CONTINUA LO SFORZO DELL’AMMINISTRAZIONE PER “PIAZZARE” COI SALDISSIMI DI PRIMA DELLE ELEZIONI IL PRESTIGIOSO IMMOBILE DEL CENTRO.

“AAA offresi per il fuori tutto di fine amministrazione palazzo in centro, ottima esposizione, recentemente ristrutturato con finiture prestigiose. Trattasi di struttura di epoca papale che ha ospitato il teatro di Orvieto prima della costruzione del Mancinelli. È dotato di piano interrato, piano terreno, piano ammezzato, primo piano, secondo piano e due piani ricavati da soppalchi. Riscaldato e condizionato.
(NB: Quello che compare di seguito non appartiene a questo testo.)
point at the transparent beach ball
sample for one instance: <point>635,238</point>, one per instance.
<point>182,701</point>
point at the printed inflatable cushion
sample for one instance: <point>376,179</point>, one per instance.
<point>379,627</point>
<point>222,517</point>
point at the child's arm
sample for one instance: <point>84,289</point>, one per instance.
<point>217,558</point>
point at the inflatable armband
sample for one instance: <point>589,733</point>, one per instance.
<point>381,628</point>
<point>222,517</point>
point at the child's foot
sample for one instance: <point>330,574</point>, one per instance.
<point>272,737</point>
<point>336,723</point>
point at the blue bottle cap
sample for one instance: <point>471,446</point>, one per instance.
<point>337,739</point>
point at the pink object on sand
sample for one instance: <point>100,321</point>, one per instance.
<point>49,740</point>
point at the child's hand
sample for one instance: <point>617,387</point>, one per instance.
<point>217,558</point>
Dotato di diffusione audio video e addirittura di una Sala per la regia teatrale o televisiva.

Condizioni economiche estremamente favorevoli e purtroppo per esaurimento merci il cambio shimano e le batterie di pentole Purtroppo non sono comprese nel presente bando.”
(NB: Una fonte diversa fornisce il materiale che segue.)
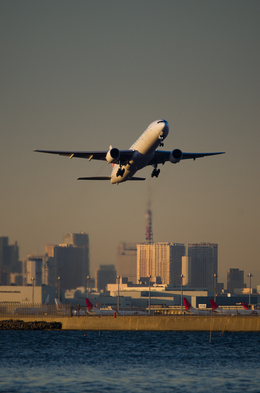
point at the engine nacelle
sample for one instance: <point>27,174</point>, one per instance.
<point>175,156</point>
<point>113,155</point>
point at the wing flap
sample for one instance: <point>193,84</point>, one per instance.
<point>125,155</point>
<point>95,178</point>
<point>160,156</point>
Scherzi a parte ci sembra che l’amministrazione stia davvero esagerando non solo perché scippa dalla possibilità di discussione in consiglio comunale dove andrebbe sicuramente a vedere quanto profondamente può finire in minoranza, ma anche per delle vere e proprie lacune nei bandi per l’affidamento predisposti in tutta fretta dopo il precedente esposto firmato da tutta l’ex maggioranza e da noi del MoVimento 5 Stelle.

Adesso come adesso, politicamente parlando, Germani dovrebbe cominciare a considerare di non vincolare chi lo sostituirà nei prossimi anni. In questo senso questo bando fatto di fretta, con criteri di urgenza che non hanno nessun senso se il bilancio è davvero in sicurezza , e comunque in mancanza di una minima condivisione al punto che non lo fa neanche votare dalla propria maggioranza, A noi pare un comportamento su cui non transigere.

Stiamo finendo di studiare anche nel lato tecnico , non in quello puramente politico, i documenti per fare delle valutazioni più corrette e puntuali nel merito di questa vicenda che sin d’ora troppo lacunosa e sconveniente per Orvieto e per i suoi cittadini.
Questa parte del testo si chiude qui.